Lang vliegen en een slecht veld: de onhandige standplaats van Oranje op het WK

Reportage

WK Voetbal Het Nederlandse elftal, dat dinsdag tegen Vietnam het laatste groepsduel speelt, koos een ongelukkige WK-standplaats.

De Nederlandse speelsters warmen op tijdens de training van maandag, een dag voor de laatste groepswedstrijd van Oranje tegen Vietnam.
De Nederlandse speelsters warmen op tijdens de training van maandag, een dag voor de laatste groepswedstrijd van Oranje tegen Vietnam.

Foto AP / Alessandra Tarantino

Wanneer Oranje op maandag voor de tweede keer binnen acht dagen met het chartervliegtuig van wereldvoetbalbond FIFA in Dunedin landt, schijnt het zonnetje in de Nieuw-Zeelandse stad. Het Nederlands elftal speelde er eerder op 23 juli tegen Portugal en treft er op dinsdag (09.00 uur Nederlandse tijd) Vietnam in het overdekte Dunedin Stadium.

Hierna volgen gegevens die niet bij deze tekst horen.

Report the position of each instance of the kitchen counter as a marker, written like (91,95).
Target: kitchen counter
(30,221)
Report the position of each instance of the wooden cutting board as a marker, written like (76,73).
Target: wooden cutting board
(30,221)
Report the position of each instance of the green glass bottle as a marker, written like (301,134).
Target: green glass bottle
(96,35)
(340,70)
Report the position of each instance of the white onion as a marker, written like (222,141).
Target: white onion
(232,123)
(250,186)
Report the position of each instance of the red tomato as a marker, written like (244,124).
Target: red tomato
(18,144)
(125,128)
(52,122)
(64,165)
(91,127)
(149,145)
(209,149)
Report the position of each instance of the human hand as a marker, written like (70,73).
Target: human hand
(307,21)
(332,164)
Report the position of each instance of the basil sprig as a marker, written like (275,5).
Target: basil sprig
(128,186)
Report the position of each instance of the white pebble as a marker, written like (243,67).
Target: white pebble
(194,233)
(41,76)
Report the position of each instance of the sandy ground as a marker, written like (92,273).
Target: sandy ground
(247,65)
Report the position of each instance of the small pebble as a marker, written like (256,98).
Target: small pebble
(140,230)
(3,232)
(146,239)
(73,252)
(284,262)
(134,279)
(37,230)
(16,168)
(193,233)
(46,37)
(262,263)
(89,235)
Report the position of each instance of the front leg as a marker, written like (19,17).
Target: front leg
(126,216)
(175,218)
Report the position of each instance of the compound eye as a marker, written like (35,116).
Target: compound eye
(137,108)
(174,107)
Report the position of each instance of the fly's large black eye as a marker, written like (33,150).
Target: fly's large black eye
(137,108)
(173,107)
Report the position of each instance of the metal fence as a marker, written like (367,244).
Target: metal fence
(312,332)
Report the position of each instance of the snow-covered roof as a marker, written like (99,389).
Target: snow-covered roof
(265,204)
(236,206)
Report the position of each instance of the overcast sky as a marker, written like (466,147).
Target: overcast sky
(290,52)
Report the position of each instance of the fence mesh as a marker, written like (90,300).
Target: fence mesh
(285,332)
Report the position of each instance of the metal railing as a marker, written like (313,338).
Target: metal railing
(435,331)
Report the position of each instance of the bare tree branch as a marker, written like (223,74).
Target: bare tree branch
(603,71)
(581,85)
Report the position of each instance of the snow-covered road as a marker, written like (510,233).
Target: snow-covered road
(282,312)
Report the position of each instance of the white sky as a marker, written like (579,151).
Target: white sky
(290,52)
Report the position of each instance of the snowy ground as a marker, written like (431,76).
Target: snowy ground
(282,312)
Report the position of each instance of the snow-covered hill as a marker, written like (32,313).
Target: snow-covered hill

De temperatuur is tijdens de laatste training behaaglijk, ondanks de Nieuw-Zeelandse winter, en de grasmat van het lokale universiteitscomplex is prima. Zo lijken de omstandigheden voor het Nederlands elftal op het Zuidereiland van Nieuw-Zeeland in meerdere opzichten ideaal.

Volgens bondscoach Andries Jonker is dat echter toeval en kan het iedere dag anders zijn. „Nu schijnt misschien de zon, maar woensdag is het hier weer 6 graden, en is er regen en keiharde wind voorspeld”, legt de bondscoach van Oranje uit voorafgaand aan de laatste training. „In dat soort omstandigheden wilden we hier niet opgesloten zitten.”

Nederland koos tijdens het WK dan ook niet voor het enige beschikbare vaste onderkomen in Dunedin, maar voor een verblijf in Tauranga. Gelegen op het Noordereiland van Nieuw-Zeeland. Op maar liefst 1.300 kilometer van speelstad Dunedin, waar Oranje twee van de drie duels in de groepsfase speelt. Het andere duel, met de Verenigde Staten, vond plaats in Wellington.

Nederland heeft tegen Vietnam aan een gelijkspel genoeg om de laatste zestien te bereiken

Achteraf was Tauranga niet zo’n handige keuze als het gaat om de voor de speelsters vermoeiende vliegbewegingen. Bovendien voldoet het trainingsveld daar nog steeds niet aan de eisen. Want midden op de grasmat Bay Oval ligt een keiharde ‘plaat’ van 30 bij 30 meter, die de pitches van het cricketveld moeten beschermen. Dat maakte het spelen van elf tegen elf onmogelijk. Beloften om verbeteringen aan te brengen werden niet nagekomen. Een boze Jonker betitelde de situatie als „amateurisme van de bovenste plank”.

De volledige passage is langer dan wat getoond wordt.